TRANSITIONAL NATIONAL COUNCIL
Somali experts and opposition groups have suggested how to address the vacancy at the federal parliament and presidency until elections are conducted. The suggestion was to establish a “transitional national council or provisional sovereign Council” to fulfil the functions of the federal parliament and president. However, the main challenges are the identification of the members of the council in addition to the presidents of the FMS and the allocation of transitional responsibilities and powers. After four years of chaos, dereliction of duties, corruption, and lack of accountability, elections frauds, and social divisions under president Farmajo’s rule, Somalia needs a brief pause to reflect on the past and on the way forward for better future in the post-Farmajo turbulent presidency.
One possible composition would be the five presidents of the FMS, the Speakers of the federal parliament, and the Prime Minister. According to article 57 of the provisional constitution, the Speaker of the Upper House will chair the Council and guard Villa Somalia.
The immediate tasks of the council will be: 1. To find solution to the crisis of Gedo region which is part of Jubbaland State; 2. To settle the crisis of Hirshabelle state; 3. To stabilize the political and security situation of the country before elections; 4. To develop clear rules for holding free and fair election in accordance with September 17 electoral agreement. The council must issue transparent procedures for the selection of voters for each seat, verification and validation procedures, voting process, rights and obligations of candidates, process for proposing the candidates for senate seats to the state parliament, consequences for corruption, and mechanism for dispute resolution; 5. To oversee the executive and judiciary performance.

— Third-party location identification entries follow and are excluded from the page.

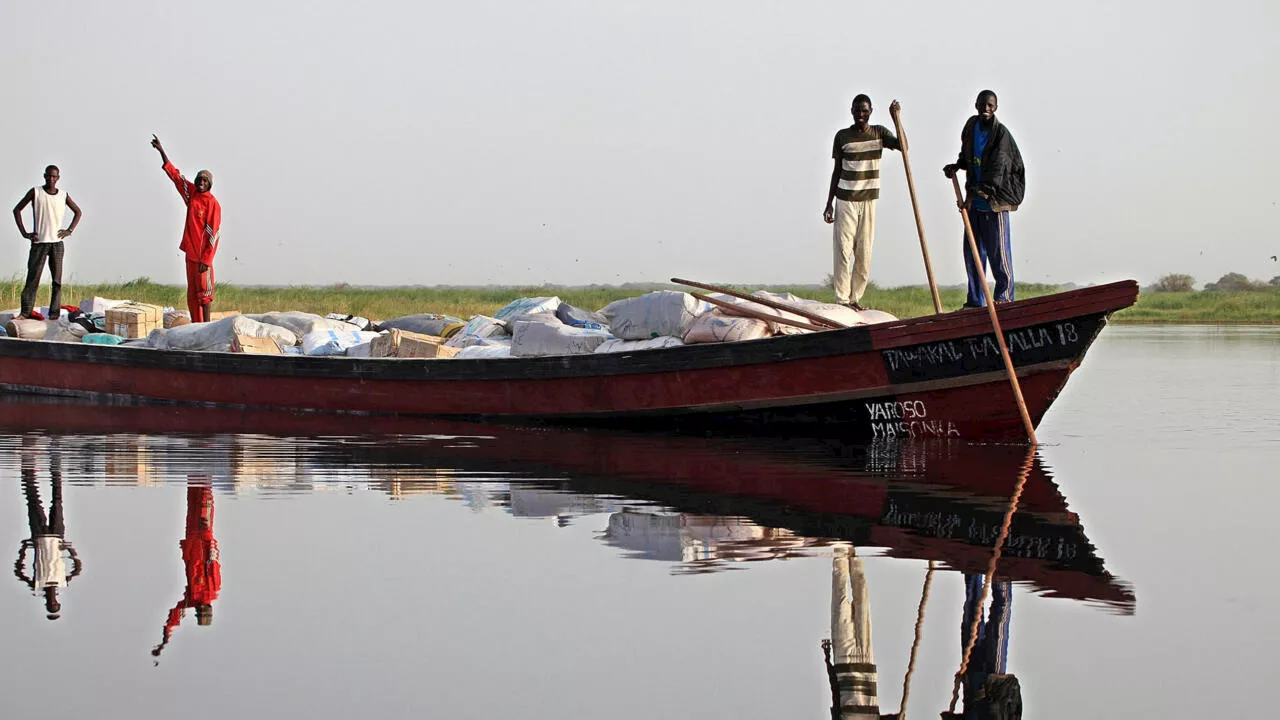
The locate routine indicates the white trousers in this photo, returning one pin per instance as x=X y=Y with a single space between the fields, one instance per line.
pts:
x=854 y=232
x=851 y=651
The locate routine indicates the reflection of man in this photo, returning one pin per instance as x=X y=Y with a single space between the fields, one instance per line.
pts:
x=200 y=556
x=46 y=542
x=988 y=691
x=853 y=670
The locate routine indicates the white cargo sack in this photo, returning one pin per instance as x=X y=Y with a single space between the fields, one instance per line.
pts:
x=519 y=309
x=99 y=304
x=718 y=327
x=662 y=313
x=488 y=347
x=538 y=340
x=333 y=342
x=361 y=323
x=476 y=328
x=634 y=345
x=216 y=336
x=302 y=323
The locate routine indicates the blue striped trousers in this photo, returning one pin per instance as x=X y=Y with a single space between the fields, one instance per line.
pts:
x=991 y=233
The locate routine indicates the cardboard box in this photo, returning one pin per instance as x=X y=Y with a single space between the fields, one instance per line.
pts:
x=133 y=319
x=176 y=318
x=401 y=343
x=255 y=345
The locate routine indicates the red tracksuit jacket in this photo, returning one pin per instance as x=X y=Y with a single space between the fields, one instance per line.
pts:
x=204 y=223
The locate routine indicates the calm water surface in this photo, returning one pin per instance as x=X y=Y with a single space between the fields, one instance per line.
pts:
x=227 y=564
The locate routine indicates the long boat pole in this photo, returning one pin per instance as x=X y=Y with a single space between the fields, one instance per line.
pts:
x=776 y=304
x=991 y=311
x=991 y=574
x=759 y=315
x=915 y=206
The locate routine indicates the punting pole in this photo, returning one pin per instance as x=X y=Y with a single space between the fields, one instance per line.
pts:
x=991 y=573
x=995 y=320
x=915 y=642
x=759 y=315
x=767 y=302
x=915 y=206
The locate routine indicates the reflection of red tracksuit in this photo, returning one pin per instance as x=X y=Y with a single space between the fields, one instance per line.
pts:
x=200 y=556
x=200 y=235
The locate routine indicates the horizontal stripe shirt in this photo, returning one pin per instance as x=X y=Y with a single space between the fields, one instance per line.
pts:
x=859 y=155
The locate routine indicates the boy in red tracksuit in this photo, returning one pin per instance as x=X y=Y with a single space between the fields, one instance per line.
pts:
x=201 y=560
x=200 y=235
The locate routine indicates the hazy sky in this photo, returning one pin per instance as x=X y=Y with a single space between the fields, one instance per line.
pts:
x=575 y=141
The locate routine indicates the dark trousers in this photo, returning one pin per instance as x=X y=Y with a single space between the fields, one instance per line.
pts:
x=37 y=522
x=40 y=253
x=992 y=236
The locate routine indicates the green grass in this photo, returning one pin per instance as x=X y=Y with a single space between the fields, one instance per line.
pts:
x=1187 y=308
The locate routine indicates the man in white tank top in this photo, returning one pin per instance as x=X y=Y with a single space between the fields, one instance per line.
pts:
x=49 y=208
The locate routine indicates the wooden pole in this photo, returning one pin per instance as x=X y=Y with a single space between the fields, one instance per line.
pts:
x=759 y=315
x=991 y=311
x=915 y=642
x=915 y=206
x=767 y=302
x=991 y=573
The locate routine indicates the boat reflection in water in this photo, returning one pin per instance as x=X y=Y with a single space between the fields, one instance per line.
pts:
x=990 y=513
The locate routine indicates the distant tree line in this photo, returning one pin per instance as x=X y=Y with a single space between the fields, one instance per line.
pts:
x=1230 y=282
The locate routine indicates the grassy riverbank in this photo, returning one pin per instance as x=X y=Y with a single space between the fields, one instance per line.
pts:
x=1187 y=308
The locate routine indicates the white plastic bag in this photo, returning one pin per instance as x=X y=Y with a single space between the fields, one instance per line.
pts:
x=216 y=336
x=516 y=310
x=302 y=323
x=333 y=342
x=485 y=349
x=718 y=327
x=616 y=345
x=536 y=340
x=662 y=313
x=476 y=328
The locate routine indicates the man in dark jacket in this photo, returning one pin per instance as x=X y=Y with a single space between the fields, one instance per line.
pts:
x=995 y=186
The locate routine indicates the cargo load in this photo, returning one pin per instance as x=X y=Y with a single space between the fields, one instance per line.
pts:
x=218 y=336
x=538 y=340
x=478 y=327
x=251 y=345
x=425 y=323
x=174 y=318
x=616 y=345
x=133 y=319
x=302 y=323
x=333 y=342
x=401 y=343
x=654 y=314
x=718 y=327
x=520 y=309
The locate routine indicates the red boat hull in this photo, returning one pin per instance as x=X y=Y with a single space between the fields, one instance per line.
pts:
x=937 y=376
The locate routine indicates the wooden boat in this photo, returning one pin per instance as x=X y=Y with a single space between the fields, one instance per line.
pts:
x=937 y=376
x=932 y=500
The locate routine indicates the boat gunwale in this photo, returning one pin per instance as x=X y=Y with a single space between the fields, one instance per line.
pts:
x=850 y=341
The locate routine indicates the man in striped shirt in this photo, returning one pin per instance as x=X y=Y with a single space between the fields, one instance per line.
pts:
x=851 y=199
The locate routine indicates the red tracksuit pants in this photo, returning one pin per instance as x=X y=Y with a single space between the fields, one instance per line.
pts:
x=200 y=291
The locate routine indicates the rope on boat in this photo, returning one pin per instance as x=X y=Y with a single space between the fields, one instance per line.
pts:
x=991 y=573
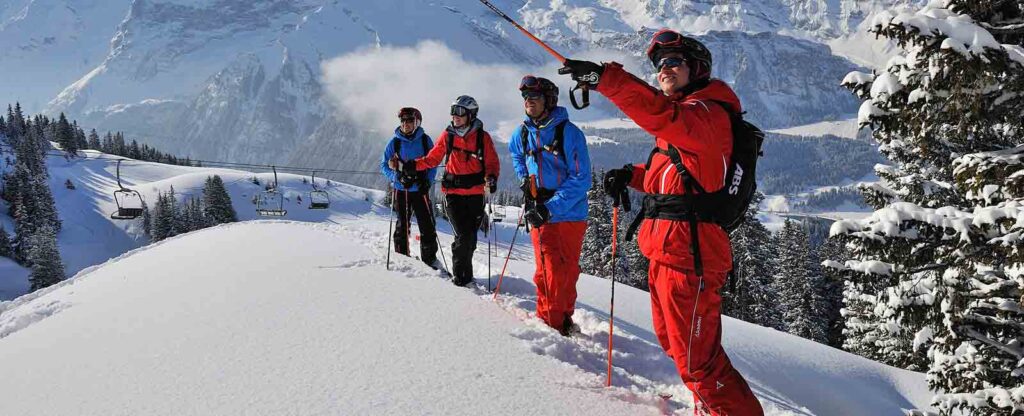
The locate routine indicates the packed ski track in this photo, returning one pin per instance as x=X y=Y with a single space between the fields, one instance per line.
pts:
x=286 y=317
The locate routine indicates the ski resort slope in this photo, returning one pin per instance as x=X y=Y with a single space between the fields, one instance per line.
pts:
x=271 y=318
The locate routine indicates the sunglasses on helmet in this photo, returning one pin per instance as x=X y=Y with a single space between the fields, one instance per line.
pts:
x=671 y=61
x=532 y=94
x=529 y=82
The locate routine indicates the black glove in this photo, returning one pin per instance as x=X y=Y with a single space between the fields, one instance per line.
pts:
x=583 y=72
x=409 y=168
x=407 y=180
x=492 y=183
x=616 y=180
x=537 y=216
x=525 y=186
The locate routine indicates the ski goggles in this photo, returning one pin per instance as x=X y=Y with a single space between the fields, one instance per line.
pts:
x=665 y=39
x=671 y=61
x=529 y=83
x=532 y=95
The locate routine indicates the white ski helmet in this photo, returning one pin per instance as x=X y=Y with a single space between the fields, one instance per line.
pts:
x=465 y=105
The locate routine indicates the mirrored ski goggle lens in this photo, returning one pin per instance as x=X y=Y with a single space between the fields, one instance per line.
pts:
x=670 y=63
x=668 y=38
x=531 y=95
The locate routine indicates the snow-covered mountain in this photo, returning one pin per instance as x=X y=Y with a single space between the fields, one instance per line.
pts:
x=301 y=317
x=244 y=80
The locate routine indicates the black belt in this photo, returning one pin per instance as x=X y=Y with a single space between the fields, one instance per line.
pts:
x=677 y=208
x=466 y=181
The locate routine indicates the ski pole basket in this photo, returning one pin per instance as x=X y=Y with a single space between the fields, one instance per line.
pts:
x=271 y=202
x=129 y=202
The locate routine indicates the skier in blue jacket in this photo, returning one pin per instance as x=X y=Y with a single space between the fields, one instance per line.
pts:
x=550 y=157
x=411 y=191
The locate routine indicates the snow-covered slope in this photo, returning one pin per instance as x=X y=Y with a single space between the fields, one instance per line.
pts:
x=89 y=237
x=289 y=318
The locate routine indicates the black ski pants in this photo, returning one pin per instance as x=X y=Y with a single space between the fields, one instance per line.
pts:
x=420 y=204
x=465 y=213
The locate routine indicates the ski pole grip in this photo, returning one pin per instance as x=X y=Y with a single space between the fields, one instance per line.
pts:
x=586 y=96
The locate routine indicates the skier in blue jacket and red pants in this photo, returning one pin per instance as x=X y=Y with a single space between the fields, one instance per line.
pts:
x=550 y=157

After suspending the legislative sessions of the federal parliament, the standing committees of both chambers of the federal parliament will remain as caretaker bodies for the parliamentary administrative businesses. Similarly, the Council of Ministers should continue to serve in a caretaker government capacity and fulfill only the responsibilities mentioned in paragraph (f) of the article 99 of the provisional constitution. Those responsibilities are to implement laws, ensure national security, and protect state interests. All other responsibilities under articles 99 and 100 are suspended until after elections.
Considering the politicization and misuse of the security forces, it is necessary to review the integrity and professionalism of the commanders of the security institutions – Military, Police, NISA, and Custodial corps –for their adherence to the constitution and rule of law. Tainted Commanders should be relieved from their positions quickly. This strengthens the integrity and trust of the federal security forces and the elections.
The international partners of Somalia should play active role in this turbulent time Somalia finds itself and should cooperate with the Council and the FMSs for restoring good governance and preventing fraudulent elections. A unified role of the international partners is a precondition for impact, public trust, progress, and strengthened democratic system of governance in Somalia.